Beyond End-to-End VLMs: Leveraging Intermediate Text Representations for Superior Flowchart Understanding

TL;DR

The paper tackles the limited controllability and explainability of end-to-end flowchart understanding by introducing TextFlow, a dual-stage framework that first converts flowchart images into textual representations (Vision Textualizer) and then reasons over that text (Textual Reasoner). By supporting multiple textual formats (Graphviz, Mermaid, PlantUML) and enabling executable graph tools, TextFlow improves performance and interpretability, achieving state-of-the-art results on FlowVQA and FlowLearn (e.g., vs baselines). Through extensive analysis, the authors show Graphviz as the most effective representation, demonstrate robustness across sources, orientations, and sizes, and reveal that errors primarily stem from the extraction stage rather than reasoning. The work highlights the value of modular, controllable pipelines that leverage powerful LLMs while maintaining explainability, with practical implications for scalable and transparent flowchart understanding in real-world applications.

Abstract

Flowcharts are typically presented as images, driving the trend of using vision-language models (VLMs) for end-to-end flowchart understanding. However, two key challenges arise: (i) Limited controllability--users have minimal influence over the downstream task, as they can only modify input images, while the training of VLMs is often out of reach for most researchers. (ii) Lack of explainability--it is difficult to trace VLM errors to specific causes, such as failures in visual encoding or reasoning.

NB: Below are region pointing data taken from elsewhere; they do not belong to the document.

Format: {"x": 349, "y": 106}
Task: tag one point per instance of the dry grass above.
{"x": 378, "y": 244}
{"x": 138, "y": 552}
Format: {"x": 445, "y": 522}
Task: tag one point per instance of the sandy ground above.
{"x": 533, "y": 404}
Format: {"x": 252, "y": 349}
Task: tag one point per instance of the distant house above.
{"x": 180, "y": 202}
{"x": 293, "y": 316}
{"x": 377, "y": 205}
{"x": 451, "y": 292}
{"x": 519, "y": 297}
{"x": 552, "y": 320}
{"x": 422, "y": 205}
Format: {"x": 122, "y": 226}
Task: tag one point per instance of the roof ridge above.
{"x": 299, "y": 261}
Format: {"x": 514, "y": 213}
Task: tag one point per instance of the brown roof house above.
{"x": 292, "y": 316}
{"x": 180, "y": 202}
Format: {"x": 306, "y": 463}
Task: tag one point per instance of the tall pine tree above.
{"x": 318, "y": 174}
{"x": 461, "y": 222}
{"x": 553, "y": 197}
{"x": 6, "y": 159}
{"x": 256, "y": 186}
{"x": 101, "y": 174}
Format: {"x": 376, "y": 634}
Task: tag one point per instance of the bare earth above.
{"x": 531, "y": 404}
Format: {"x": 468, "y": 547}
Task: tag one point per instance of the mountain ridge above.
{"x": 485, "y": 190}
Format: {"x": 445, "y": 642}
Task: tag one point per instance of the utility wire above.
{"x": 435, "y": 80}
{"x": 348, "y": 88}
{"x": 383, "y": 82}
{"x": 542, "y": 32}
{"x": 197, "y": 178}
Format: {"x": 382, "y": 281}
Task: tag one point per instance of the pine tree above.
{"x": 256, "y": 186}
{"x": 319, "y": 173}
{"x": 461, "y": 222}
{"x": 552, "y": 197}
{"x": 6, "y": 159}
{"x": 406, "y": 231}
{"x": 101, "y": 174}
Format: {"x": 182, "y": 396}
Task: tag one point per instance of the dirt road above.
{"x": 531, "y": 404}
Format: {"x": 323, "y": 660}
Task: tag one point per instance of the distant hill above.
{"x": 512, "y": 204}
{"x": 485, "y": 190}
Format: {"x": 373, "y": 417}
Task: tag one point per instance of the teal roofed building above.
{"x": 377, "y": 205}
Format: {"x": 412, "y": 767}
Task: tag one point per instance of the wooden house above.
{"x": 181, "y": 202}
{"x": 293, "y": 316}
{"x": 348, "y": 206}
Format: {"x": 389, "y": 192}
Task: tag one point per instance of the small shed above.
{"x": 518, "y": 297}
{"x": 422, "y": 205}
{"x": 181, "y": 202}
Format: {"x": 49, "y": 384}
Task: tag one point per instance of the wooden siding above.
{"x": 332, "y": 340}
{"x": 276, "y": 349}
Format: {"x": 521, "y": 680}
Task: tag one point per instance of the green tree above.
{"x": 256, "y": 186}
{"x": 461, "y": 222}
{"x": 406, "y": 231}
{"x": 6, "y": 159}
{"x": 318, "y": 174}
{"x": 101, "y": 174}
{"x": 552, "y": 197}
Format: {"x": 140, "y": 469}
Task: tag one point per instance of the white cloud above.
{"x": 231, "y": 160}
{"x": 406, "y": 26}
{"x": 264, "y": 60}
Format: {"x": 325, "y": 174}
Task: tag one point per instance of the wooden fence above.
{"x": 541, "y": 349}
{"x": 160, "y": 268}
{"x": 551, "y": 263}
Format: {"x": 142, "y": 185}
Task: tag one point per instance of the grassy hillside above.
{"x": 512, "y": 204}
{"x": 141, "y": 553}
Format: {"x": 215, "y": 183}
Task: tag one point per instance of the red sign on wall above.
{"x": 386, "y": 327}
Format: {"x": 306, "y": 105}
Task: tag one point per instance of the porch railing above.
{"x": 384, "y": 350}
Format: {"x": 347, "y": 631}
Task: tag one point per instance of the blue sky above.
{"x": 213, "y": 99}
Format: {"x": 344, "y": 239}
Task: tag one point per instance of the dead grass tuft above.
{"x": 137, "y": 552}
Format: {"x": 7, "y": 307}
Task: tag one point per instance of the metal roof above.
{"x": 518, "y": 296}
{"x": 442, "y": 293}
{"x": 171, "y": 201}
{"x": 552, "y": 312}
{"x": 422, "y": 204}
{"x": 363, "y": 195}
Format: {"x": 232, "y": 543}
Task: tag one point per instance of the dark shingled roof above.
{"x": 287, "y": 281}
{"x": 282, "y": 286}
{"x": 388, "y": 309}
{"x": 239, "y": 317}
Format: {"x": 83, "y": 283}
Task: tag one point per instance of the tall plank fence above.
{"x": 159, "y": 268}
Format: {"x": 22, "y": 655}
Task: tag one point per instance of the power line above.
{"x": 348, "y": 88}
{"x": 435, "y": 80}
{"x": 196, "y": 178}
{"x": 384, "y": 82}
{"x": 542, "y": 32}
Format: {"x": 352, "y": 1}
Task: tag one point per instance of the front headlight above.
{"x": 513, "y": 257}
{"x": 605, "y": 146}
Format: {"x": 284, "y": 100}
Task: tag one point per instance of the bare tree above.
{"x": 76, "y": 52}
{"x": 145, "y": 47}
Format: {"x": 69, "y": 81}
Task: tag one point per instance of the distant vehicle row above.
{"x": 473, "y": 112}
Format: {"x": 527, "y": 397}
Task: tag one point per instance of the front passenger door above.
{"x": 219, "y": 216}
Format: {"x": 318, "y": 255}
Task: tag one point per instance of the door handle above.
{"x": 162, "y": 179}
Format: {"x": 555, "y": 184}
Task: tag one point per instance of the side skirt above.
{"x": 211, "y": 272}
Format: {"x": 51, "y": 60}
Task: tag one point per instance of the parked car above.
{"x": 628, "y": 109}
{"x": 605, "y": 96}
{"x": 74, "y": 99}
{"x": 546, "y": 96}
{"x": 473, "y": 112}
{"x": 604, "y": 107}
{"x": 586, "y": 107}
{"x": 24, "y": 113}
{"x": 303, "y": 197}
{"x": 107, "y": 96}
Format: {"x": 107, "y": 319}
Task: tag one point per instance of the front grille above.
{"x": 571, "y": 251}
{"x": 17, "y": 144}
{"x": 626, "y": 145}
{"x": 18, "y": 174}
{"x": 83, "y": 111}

We propose TextFlow, addressing aforementioned issues with two stages: (i) Vision Textualizer--which generates textual representations from flowchart images; and (ii) Textual Reasoner--which performs question-answering based on the text representations. TextFlow offers three key advantages: (i) users can select the type of text representations (e.g., Graphviz, Mermaid, PlantUML), or further convert them into executable graph object to call tools, enhancing performance and controllability; (ii) it improves explainability by helping to attribute errors more clearly to visual or textual processing components; and (iii) it promotes the modularization of the solution, such as allowing advanced LLMs to be used in the Reasoner stage when VLMs underperform in end-to-end fashion. Experiments on the FlowVQA and FlowLearn benchmarks demonstrate TextFlow's state-of-the-art performance as well as its robustness. All code is publicly available.

Paper Structure

This paper contains 35 sections, 4 figures, 5 tables.

Figures (4)

  • Figure 1: Our dual-stage TextFlow vs. prior work.
  • Figure 2: Comparison of GPT-4o’s performance on Top-Down and Bottom-Up flowchart configurations.
  • Figure 3: Accuracy comparison by node count across various models with a rolling average. VQA and the top 5 performing Reasoners on TextFlow using extracted Mermaid in Table \ref{['tab:textrepresentation']} are compared.
  • Figure 4: Error analysis for percentage of errors attributed to each category in Claude 3.5 Sonnet.